Yes... Here's how I imagined the ROM tables could be set up (see below). Use something like sta $0FE0 to set TX = 0 and sta $0FF0 to set TX = 1.

My question is whether this B7 -> A9 connection can create a viable 'latch' that can survive address/data transitions? Do you get nice smooth data output transitions if you're not toggling the ROM chip select and output enable inputs each clock cycle?

I think you can get nice smooth data output transitions if /CS and /OE are held low and only one address input changes state. Indeed, I remember a homebrew CPU whose main board featured about a dozen very large EPROMs... and, astonishingly, no 574s or similar registers! If I can find the link again I'll post it. Anyway, IIRC the EPROMs had /CS and /OE held low, and they were being "clocked" (!!!) by having only one address input change state.

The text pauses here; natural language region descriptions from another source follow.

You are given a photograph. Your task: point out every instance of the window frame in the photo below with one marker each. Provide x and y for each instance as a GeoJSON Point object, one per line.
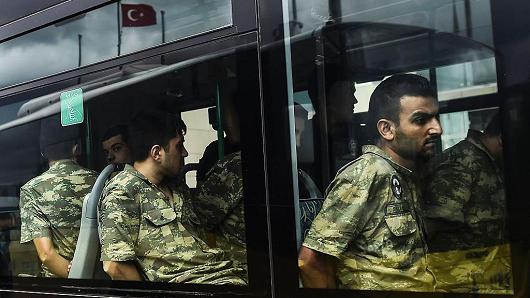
{"type": "Point", "coordinates": [243, 20]}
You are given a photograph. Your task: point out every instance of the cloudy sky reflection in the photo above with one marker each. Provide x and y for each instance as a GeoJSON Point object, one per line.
{"type": "Point", "coordinates": [55, 48]}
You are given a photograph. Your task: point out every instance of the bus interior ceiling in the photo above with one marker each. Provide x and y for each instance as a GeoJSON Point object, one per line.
{"type": "Point", "coordinates": [374, 50]}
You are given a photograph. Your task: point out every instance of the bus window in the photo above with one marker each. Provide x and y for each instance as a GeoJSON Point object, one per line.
{"type": "Point", "coordinates": [369, 83]}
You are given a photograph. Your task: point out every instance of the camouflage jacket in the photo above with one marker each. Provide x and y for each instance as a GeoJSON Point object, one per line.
{"type": "Point", "coordinates": [51, 204]}
{"type": "Point", "coordinates": [465, 186]}
{"type": "Point", "coordinates": [138, 223]}
{"type": "Point", "coordinates": [370, 223]}
{"type": "Point", "coordinates": [219, 204]}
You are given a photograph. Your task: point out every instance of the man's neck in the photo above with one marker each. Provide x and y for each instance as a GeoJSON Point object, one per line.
{"type": "Point", "coordinates": [148, 169]}
{"type": "Point", "coordinates": [407, 163]}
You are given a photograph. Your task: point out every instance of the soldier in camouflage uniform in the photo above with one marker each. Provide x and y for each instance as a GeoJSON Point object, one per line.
{"type": "Point", "coordinates": [51, 204]}
{"type": "Point", "coordinates": [369, 233]}
{"type": "Point", "coordinates": [148, 228]}
{"type": "Point", "coordinates": [465, 208]}
{"type": "Point", "coordinates": [219, 204]}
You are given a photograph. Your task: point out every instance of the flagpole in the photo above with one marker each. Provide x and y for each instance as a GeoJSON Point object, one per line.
{"type": "Point", "coordinates": [163, 13]}
{"type": "Point", "coordinates": [119, 26]}
{"type": "Point", "coordinates": [79, 37]}
{"type": "Point", "coordinates": [163, 20]}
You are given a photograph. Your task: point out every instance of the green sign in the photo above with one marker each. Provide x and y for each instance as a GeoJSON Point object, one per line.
{"type": "Point", "coordinates": [72, 107]}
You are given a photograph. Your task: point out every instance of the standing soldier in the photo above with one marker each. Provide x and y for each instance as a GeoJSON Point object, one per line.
{"type": "Point", "coordinates": [465, 210]}
{"type": "Point", "coordinates": [219, 204]}
{"type": "Point", "coordinates": [369, 233]}
{"type": "Point", "coordinates": [51, 204]}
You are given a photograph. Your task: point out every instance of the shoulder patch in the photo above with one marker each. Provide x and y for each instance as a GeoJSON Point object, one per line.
{"type": "Point", "coordinates": [397, 190]}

Your proposed scheme fails to meet the stipulation of only one address input changing state, so I think you have to assume there will glitches on the outputs. But perhaps the glitches could be absorbed by a simple low pass RC filter between D7 and A9. The time constant would have to be slow enough to eat a glitch but fast enough to respond when there's a memory access that's intended to change the Bit7/A9 state. And arranging that doesn't sound too hard, assuming that a glitch will be much shorter than a memory access...

-- Jeff

ps- in case anyone's drawing a blank on the chart (as I initially did), perhaps this version will be helpful.

OT: Here's a PDF regarding that astonishingly unconventional homebrew CPU I mentioned.

Is there any guarantee about what appears on the address bus when PHI2 is low? The suggested circuit doesn't qualify anything with PHI2, so random rubbish appearing when PHI2=0 could interfere with the operation of the "latch". There's also the problem of "dead" bus cycles when the processor outputs an address which isn't really valid.

Assuming the w65c02 address bus is similar to the w65c816 (and assuming you're using the WDC chip - which i should probably have gone back and checked) then within a few 10s of nanoseconds after PHI2 goes low a valid address will appear on the address bus. I don't think there's a point where there's garbage on the address bus - just one valid address after another.

[Edit - of course you're using the 6504. That was the whole point of this thread I absolutely couldn't say if it just steps from one valid address to another, how long that valid address would take to appear, or even if the whole address appears at the same time.]

Great work from Michael thinking outside the box. I like how you even mapped the trigger into top of Zero page for faster access.

Just need to figure out a) whether the address bus is stable and/or the EPROM is glitchy so we don't need a d-type latch, and b) whether it can be simplified eg 512byte prom or regular logic and still keep the zero page location. Note we could combine (a) and (b) in a registered PLD eg. PAL 16R4 but it doesn't feel very sportsmanlike.

I would expect the address bus to change from one valid address to the next, at a macro scale, but down at the nanosecond level it's possible that some address lines will change before others, especially as different lines might have different loads - and certainly a high to low transition might have an effect at a different time than a low to high transition on another line. So in that sense, there is a race, and decoding logic could produce a glitch.

When the 6532 first appeared I don’t believe it was very expensive for what you get - I just don’t believe it was available to the public in ‘76.
http://archive.6502.org/datasheets/mos_ ... b_1977.pdf

But of course we don’t really need I/O or a timer for basic.(If a tree falls…)
But maybe the 128 bytes of SRAM was enough?

The 6532 was included in the September 1977 release of the Atari 2600. The Atari was prototyped in 1976 - but I don't know if the prototype used the 6532 or not.

A severe case of magic smoke all because Spock didn't get the 5- or 6lbs of platinum he needed.